2 Some of those small producers collectively submitted to the Commission a complaint dated 5 June 1990 in SWSMA's name concerning the alleged application of discriminatory business terms contrary to the relevant provisions of the ECSC Treaty.
3 By Decision No 15656 (hereinafter the Decision), which was contained in a letter of 30 July 1998, the Commission stated that it would not be acting on the complaint.
4 On 5 August 1998, the letter of 30 July 1998 containing the Decision was notified to SWSMA by registered post with form of acknowledgement of receipt.
5 By letter of 18 August 1998, confirmed on 26 August 1998, a number of small producers requested the Commission to notify them formally of the Decision, which the Commission, by letter of 24 August 1998, declined to do.
6 After learning on 16 September 1998 that SWSMA had not challenged the Decision within the prescribed time-limit, those producers, by application lodged at the Registry of the Court on 21 September 1998 (Case T-148/98), brought an action against the Commission under the second paragraph of Article 33 and Article 35 of the ECSC Treaty. The applicants stated at paragraph 2 of their application: A copy of the Decision is annexed at Appendix 1 to this Application.
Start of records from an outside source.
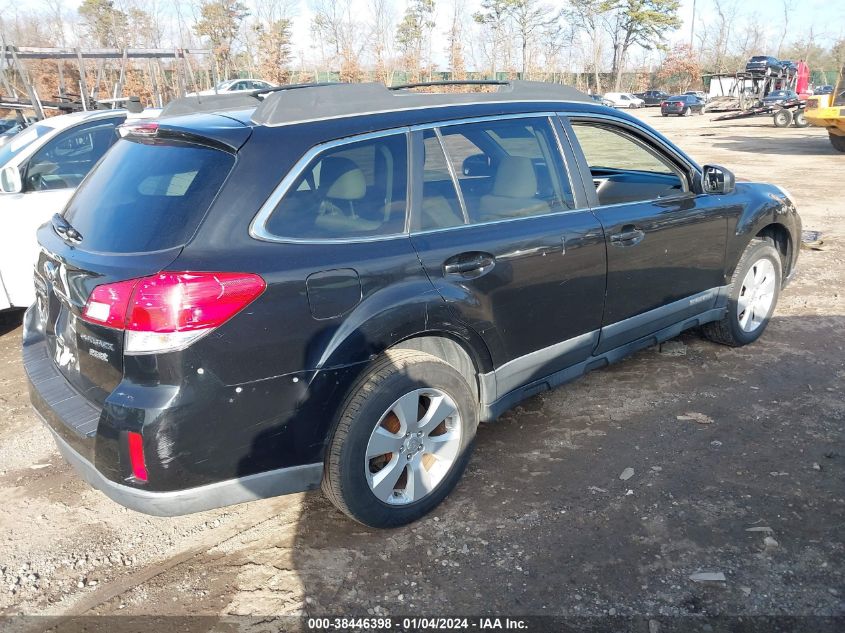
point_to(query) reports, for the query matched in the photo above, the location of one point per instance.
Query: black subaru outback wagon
(335, 284)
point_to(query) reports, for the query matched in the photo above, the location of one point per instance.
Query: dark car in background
(764, 65)
(219, 321)
(776, 97)
(652, 97)
(682, 105)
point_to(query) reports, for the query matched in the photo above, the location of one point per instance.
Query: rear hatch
(128, 220)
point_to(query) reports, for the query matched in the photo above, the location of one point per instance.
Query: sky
(826, 17)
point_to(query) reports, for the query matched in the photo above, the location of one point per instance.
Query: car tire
(782, 118)
(752, 296)
(386, 409)
(838, 142)
(799, 120)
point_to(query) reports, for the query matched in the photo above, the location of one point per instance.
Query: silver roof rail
(319, 102)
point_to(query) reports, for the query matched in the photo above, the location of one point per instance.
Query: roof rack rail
(452, 82)
(209, 103)
(321, 84)
(222, 101)
(342, 100)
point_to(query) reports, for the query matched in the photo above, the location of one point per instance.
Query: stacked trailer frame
(13, 58)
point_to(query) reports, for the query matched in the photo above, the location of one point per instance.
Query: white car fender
(20, 215)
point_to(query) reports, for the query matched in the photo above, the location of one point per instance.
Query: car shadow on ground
(779, 145)
(10, 319)
(727, 446)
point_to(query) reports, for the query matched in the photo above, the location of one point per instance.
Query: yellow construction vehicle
(828, 111)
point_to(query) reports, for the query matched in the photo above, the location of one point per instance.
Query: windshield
(21, 141)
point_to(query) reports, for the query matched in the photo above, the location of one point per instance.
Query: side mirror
(717, 179)
(10, 180)
(476, 165)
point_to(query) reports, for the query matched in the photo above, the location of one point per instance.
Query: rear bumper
(178, 502)
(85, 436)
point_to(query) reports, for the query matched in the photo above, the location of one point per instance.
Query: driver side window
(64, 161)
(353, 190)
(625, 169)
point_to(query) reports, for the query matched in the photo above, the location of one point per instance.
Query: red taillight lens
(109, 304)
(136, 455)
(179, 302)
(172, 309)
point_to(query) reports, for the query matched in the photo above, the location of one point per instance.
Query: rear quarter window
(147, 195)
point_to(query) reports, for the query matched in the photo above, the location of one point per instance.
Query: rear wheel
(799, 120)
(402, 441)
(753, 295)
(782, 118)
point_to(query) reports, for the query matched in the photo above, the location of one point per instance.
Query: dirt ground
(738, 467)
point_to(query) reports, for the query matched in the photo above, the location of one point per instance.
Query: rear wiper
(64, 229)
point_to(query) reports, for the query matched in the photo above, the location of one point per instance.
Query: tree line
(596, 44)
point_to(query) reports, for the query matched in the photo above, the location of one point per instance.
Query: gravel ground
(602, 497)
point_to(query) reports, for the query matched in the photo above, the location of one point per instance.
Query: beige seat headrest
(515, 178)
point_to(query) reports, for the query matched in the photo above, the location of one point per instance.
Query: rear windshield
(147, 195)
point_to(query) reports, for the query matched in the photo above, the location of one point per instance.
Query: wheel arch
(454, 352)
(782, 239)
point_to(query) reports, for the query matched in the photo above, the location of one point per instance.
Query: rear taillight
(148, 129)
(136, 455)
(171, 310)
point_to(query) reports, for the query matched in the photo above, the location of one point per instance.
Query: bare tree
(493, 17)
(383, 20)
(413, 36)
(529, 17)
(455, 48)
(588, 15)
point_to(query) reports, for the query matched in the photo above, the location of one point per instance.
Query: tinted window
(508, 168)
(625, 169)
(440, 207)
(65, 160)
(147, 196)
(353, 190)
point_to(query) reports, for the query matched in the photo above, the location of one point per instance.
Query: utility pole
(692, 25)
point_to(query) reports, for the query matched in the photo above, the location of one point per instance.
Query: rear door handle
(628, 236)
(469, 265)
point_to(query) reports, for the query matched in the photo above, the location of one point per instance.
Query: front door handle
(469, 265)
(628, 236)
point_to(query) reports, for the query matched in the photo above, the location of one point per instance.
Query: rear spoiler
(209, 103)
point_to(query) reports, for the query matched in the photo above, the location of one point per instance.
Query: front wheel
(402, 441)
(753, 295)
(782, 118)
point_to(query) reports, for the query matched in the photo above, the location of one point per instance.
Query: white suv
(624, 100)
(40, 168)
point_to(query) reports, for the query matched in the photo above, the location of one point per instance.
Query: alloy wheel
(756, 295)
(413, 447)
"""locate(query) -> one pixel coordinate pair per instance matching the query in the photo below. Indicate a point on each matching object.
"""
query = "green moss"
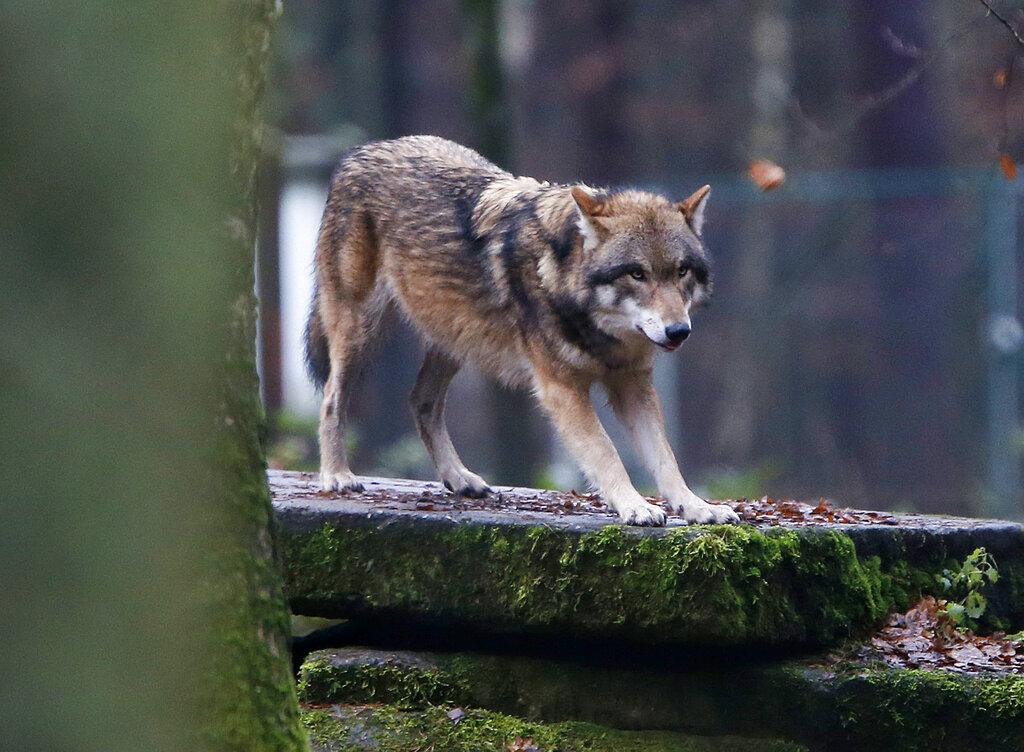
(907, 710)
(385, 728)
(407, 683)
(709, 585)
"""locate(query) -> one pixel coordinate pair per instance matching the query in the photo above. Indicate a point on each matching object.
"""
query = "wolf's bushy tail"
(317, 354)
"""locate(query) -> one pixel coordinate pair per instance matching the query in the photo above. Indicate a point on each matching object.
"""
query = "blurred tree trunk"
(137, 541)
(515, 455)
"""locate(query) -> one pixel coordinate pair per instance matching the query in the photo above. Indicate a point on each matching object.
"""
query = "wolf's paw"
(345, 481)
(698, 511)
(643, 514)
(467, 484)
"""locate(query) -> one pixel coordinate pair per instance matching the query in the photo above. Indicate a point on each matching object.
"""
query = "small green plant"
(963, 585)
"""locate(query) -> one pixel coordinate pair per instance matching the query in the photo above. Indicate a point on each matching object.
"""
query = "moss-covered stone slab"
(414, 553)
(386, 728)
(852, 707)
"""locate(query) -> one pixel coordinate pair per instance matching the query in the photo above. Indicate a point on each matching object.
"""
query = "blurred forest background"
(863, 342)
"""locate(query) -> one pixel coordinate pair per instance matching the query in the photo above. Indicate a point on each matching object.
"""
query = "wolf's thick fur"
(553, 287)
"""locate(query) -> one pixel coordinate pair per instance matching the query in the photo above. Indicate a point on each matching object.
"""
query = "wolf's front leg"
(635, 402)
(572, 413)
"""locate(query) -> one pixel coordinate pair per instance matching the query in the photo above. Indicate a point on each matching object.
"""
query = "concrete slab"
(547, 562)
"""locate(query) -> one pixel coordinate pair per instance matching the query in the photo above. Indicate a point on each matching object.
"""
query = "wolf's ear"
(589, 208)
(692, 208)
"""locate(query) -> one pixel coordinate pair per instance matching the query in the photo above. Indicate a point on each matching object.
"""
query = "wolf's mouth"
(669, 347)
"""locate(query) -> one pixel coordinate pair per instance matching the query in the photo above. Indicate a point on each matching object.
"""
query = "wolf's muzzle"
(676, 333)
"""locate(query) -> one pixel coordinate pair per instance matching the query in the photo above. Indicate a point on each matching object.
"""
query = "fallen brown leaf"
(766, 174)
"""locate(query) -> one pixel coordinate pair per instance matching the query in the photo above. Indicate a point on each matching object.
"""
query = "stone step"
(387, 728)
(539, 562)
(845, 707)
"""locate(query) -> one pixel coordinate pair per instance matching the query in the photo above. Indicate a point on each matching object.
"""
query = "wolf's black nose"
(676, 333)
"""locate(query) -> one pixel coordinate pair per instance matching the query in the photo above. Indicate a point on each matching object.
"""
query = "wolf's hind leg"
(346, 341)
(427, 402)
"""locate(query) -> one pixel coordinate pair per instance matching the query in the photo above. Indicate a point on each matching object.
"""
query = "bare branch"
(1003, 21)
(869, 103)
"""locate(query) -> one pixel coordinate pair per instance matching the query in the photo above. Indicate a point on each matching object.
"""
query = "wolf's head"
(646, 266)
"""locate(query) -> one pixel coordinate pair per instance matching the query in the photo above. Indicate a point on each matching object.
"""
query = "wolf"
(546, 286)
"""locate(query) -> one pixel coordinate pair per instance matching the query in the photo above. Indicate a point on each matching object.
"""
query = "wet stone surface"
(585, 509)
(542, 562)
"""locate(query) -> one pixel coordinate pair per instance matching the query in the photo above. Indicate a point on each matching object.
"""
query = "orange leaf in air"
(1009, 168)
(766, 174)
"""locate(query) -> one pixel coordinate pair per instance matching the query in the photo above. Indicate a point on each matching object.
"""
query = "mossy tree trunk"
(135, 529)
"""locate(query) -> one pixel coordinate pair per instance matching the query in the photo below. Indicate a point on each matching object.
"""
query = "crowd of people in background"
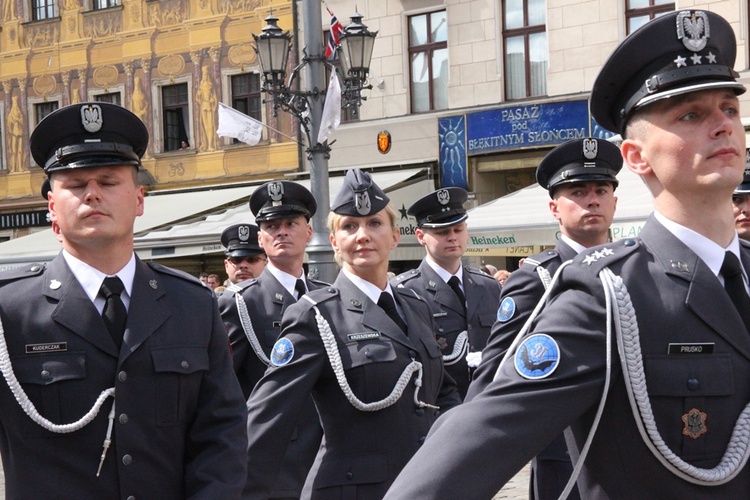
(129, 379)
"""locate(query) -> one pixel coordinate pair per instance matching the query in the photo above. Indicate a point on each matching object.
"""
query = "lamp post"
(273, 46)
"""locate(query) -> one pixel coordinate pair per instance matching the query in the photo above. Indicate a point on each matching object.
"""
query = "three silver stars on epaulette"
(594, 257)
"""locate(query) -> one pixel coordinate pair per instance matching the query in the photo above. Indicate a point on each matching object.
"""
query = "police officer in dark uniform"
(643, 347)
(252, 311)
(119, 383)
(464, 300)
(244, 257)
(580, 176)
(367, 354)
(741, 206)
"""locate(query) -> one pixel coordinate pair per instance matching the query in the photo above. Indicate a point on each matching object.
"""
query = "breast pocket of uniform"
(369, 365)
(179, 374)
(49, 382)
(690, 396)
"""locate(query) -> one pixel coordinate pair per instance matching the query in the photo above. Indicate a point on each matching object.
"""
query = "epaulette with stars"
(599, 257)
(21, 272)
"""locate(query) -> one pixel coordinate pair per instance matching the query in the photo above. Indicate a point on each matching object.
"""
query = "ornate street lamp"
(273, 46)
(355, 51)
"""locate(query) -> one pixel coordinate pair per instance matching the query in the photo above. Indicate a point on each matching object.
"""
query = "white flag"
(331, 109)
(232, 123)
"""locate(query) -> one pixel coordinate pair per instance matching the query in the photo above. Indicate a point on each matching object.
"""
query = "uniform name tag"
(356, 337)
(707, 348)
(53, 347)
7 By application lodged at the Registry of the Court on 6 October 1998, SWSMA brought an action under the second paragraph of Article 33 of the ECSC Treaty for annulment of the Decision (Case T-162/98).
8 Pursuant to Article 114(1) of the Rules of Procedure of the Court of First Instance, the Commission raised an objection of inadmissibility in both cases by documents lodged on 23 November (Case T-162/98) and 14 December 1998 (Case T-148/98).
The order under appeal
- joined Cases T-148/98 and T-162/98, pursuant to Article 50 of its Rules of Procedure;
- ruled on the objections to admissibility raised by the Commission without a hearing on the substance of the case and without an oral procedure, pursuant to Article 114 of its Rules of Procedure;
- dismissed both actions as inadmissible.
The Court of First Instance also stated that it was unnecessary to rule on either the application for legal aid or the applications for leave to intervene.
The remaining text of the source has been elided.